Mass protests against a controversial extradition bill have snowballed into a political maelstrom that shows little sign of abating.
But what are the young protesters fighting for, and what drives them on?
Sense of helplessness
A crowd of people were looking up at a building near the Legislative Council on July 3. They were trying to find a young man who had posted a suicidal message on a social networking site. In June, another man jumped to his death from the same place.
He wasn't alone. Three other protesters have also taken their own lives -- and they left messages of protest against the Hong Kong government. "I feel desperate," said one. "The government will never hear our voices."
Another wrote, "I can't change anything and I feel so helpless."
Aware of this, the people who had gathered were trying to stop the suicides. To their relief, the man was discovered safe several hours later.
Driven by despair
Two days earlier, thousands of demonstrators had surrounded the Council building. Some stormed the premises and began smashing windows and spraying graffiti, before being forcibly removed by police.
Dennis Cheung, 30, was among the crowd outside. He said those who stormed the building were even prepared to sacrifice their lives. He said they asked others to look after their families if they died.
Cheung stood before the legislature together with leaders of pro-democracy groups two days after his peers had stormed the building. He urged Hong Kong residents to listen to the young people. "We know the use of vandalism was not the right way," he says. "But they had to do so to make our voices heard."
Cheung says he and the other protesters are driven by despair. One sprayed a message on a pillar at the legislature that read, "You have taught us that peaceful protests are useless."
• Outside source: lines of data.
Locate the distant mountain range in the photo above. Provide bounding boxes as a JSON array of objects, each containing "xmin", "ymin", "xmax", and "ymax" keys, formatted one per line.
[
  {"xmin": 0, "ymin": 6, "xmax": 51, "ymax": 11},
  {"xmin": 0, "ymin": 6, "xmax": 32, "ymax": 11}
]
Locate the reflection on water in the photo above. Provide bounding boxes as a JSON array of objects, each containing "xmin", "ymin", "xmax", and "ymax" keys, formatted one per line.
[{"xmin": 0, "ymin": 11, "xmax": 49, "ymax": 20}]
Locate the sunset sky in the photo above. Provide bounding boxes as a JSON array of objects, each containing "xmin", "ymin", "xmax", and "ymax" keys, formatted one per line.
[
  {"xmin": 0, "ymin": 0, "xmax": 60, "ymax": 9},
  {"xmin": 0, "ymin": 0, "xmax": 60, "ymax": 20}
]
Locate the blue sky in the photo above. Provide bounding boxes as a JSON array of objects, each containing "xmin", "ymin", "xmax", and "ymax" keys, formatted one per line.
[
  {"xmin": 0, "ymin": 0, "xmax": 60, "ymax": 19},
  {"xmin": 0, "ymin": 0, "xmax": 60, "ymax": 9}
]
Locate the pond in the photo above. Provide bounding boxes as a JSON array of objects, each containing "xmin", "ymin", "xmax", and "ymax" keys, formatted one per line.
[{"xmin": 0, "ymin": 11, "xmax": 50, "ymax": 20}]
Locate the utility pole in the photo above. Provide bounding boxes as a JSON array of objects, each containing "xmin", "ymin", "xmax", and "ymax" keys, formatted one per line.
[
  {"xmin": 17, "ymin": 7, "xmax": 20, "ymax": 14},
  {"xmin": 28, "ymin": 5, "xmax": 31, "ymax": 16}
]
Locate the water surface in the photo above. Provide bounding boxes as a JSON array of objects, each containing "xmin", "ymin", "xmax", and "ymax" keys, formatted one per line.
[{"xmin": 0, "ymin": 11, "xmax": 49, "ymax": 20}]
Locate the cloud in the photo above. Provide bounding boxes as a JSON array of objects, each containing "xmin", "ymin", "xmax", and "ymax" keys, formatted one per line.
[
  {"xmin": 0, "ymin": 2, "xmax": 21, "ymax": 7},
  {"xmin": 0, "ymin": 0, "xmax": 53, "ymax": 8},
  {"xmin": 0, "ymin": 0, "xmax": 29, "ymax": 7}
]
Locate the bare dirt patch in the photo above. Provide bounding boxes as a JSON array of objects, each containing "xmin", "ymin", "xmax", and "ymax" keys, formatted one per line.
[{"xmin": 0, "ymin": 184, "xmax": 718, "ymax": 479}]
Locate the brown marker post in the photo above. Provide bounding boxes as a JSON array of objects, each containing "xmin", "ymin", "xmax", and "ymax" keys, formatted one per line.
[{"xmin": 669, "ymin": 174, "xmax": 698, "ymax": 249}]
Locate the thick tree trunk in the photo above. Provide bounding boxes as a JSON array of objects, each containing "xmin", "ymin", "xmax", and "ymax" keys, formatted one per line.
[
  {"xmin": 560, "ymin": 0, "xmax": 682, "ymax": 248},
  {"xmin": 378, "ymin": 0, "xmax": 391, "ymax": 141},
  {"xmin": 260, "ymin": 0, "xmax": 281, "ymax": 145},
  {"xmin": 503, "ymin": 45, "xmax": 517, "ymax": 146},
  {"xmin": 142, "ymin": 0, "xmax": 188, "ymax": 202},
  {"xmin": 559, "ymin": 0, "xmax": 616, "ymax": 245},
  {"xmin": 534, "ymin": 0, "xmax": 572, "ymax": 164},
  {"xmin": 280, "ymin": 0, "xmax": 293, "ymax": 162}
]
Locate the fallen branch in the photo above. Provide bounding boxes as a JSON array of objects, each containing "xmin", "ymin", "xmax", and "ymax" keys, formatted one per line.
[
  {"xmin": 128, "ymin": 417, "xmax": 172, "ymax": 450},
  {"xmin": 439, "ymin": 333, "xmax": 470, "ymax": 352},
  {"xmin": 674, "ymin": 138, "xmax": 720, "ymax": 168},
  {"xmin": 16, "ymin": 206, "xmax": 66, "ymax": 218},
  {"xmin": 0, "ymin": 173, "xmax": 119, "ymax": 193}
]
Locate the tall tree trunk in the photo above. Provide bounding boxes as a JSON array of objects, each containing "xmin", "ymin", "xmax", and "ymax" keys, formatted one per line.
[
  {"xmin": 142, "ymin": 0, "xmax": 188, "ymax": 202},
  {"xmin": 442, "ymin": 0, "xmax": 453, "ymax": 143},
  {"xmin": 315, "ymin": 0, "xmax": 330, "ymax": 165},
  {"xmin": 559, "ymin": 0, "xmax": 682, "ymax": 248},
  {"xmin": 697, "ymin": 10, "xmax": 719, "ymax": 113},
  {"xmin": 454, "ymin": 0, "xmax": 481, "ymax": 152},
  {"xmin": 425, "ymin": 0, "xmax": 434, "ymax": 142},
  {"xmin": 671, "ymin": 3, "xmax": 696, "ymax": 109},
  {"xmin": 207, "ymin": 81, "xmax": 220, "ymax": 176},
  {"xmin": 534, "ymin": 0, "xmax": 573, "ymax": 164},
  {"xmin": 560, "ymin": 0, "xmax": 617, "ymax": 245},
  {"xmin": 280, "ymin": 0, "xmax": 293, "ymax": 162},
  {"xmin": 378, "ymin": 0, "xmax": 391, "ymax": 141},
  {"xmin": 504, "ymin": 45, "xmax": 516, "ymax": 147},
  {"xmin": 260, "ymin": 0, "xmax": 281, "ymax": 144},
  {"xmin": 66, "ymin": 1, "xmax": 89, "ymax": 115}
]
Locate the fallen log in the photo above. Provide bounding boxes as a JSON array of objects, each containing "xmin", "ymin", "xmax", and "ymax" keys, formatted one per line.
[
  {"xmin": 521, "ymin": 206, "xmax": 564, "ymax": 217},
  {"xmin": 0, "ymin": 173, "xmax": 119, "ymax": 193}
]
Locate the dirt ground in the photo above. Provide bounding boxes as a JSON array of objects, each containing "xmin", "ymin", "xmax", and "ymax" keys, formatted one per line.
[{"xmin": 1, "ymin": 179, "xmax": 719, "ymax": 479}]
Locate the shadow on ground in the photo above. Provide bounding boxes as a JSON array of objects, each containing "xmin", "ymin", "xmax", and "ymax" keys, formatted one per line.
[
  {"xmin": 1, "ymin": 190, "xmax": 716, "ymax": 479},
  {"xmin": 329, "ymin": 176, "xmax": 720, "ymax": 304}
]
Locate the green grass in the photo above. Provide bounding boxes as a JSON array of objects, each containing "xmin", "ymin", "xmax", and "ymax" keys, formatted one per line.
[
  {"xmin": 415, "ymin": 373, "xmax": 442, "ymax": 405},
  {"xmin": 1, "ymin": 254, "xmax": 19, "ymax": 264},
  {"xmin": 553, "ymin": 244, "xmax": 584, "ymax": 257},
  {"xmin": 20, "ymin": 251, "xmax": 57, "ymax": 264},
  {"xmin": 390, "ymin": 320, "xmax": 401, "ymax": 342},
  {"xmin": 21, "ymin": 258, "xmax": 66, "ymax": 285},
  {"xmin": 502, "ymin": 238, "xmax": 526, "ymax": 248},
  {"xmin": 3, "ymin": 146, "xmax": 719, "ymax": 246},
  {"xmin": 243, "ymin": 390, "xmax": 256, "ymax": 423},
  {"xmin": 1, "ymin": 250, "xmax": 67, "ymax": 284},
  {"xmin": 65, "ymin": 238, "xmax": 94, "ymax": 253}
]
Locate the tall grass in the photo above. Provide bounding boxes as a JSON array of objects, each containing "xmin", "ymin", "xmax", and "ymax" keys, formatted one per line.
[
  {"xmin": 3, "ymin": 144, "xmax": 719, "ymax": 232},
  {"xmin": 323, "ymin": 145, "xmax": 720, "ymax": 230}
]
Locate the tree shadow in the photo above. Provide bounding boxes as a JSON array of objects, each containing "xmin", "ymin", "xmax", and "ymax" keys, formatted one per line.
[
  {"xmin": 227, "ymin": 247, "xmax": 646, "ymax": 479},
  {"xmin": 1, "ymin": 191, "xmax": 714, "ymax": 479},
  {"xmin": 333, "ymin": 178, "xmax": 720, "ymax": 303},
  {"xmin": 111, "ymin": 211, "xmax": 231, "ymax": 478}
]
On July 9, Hong Kong Chief Executive Carrie Lam declared the bill "dead," but didn't state that it would be withdrawn, possibly to appease Beijing. The unclear situation has only increased discontent and disappointment with the government.
Unlike in mainland China, Hong Kong is authorized to create its own systems and rules under the so-called "one country, two systems" framework. The city is entitled to such high levels of autonomy for 50 years from 1997's handover until 2047.
Of the 70 seats in the Legislative Council, 35 are allocated and nearly all go to pro-Beijing lawmakers. While the remaining 35 are elected by direct popular vote, the past two years have seen a string of supposedly pro-independence, pro-democracy candidates denied either the chance to run or actual election victories.
Angry young protesters say this "unfair" system means public opinion is not reflected in Hong Kong's politics. That's led to a shift in their demands to include political reform to better reflect the views of the public through a real, popular vote.
The last fight
Many of the protesters are in their late teens or early 20s, born around the time of Hong Kong's reversion to China. They've lived through the ensuing social change and seen the ever-increasing influence of the mainland.
"If the government cannot even keep the promise of 50 years, Hong Kong as we know it might be lost completely," says one protester.
In 2014, Hong Kong was engulfed by the Umbrella Movement -- massive street protests calling for electoral reform. The movement was snuffed out when the authorities forcibly detained protesters.
At that time, charismatic leaders spearheaded the demonstrations, but the current protests have no such figureheads.
Instead, young people discuss their plans and recruit supporters on social media. They call their approach, "Be Water" after a phrase used by Bruce Lee to describe the essence of a battle. The water changes its shape freely -- flowing at one time, or hard as ice at another.
Graduate student Alex Lau, 26, has been taking photos of the protests and posting online. Viewers use them to decide what to do next.
"Instead of waiting for instructions, we think together about how to make Hong Kong a better place," he says. "If we can agree on a cause, we join the action voluntarily."
In addition, protesters rely on a method known as a "Lennon Wall." People write their thoughts on pieces of paper and stick them on the walls of subway stations or under elevated roads.
The Lennon Wall movement started in Czechoslovakia in the 1980s, where young people honored the memory of John Lennon by scribbling messages on a wall. As people flocked to the wall, seeking freedom from the Communist regime's oppression, the Lennon Wall became a symbol of silent protest.
Hong Kong's Lennon Walls can be found at more than 50 locations now, including an underground passage, where a 50-meter-long wall is almost entirely covered in pieces of paper.
At dusk one humid day in July, Wong Nga-man, a 21-year-old college senior, was standing on a street corner with friends, setting up a message board.
"I want to take action in my own way," she says. "By reading and writing messages, I feel connected with others. I am disappointed with the government, but our movement is not over."
However, the messages have not been welcomed by all. There have been clashes between demonstrators and others who see the walls as eyesores. In one instance, someone set a wall on fire.
Divisions within Hong Kong are clear, as is the need for skillful, careful leadership if the territory is to hear the voice of every citizen and plot a steady path ahead.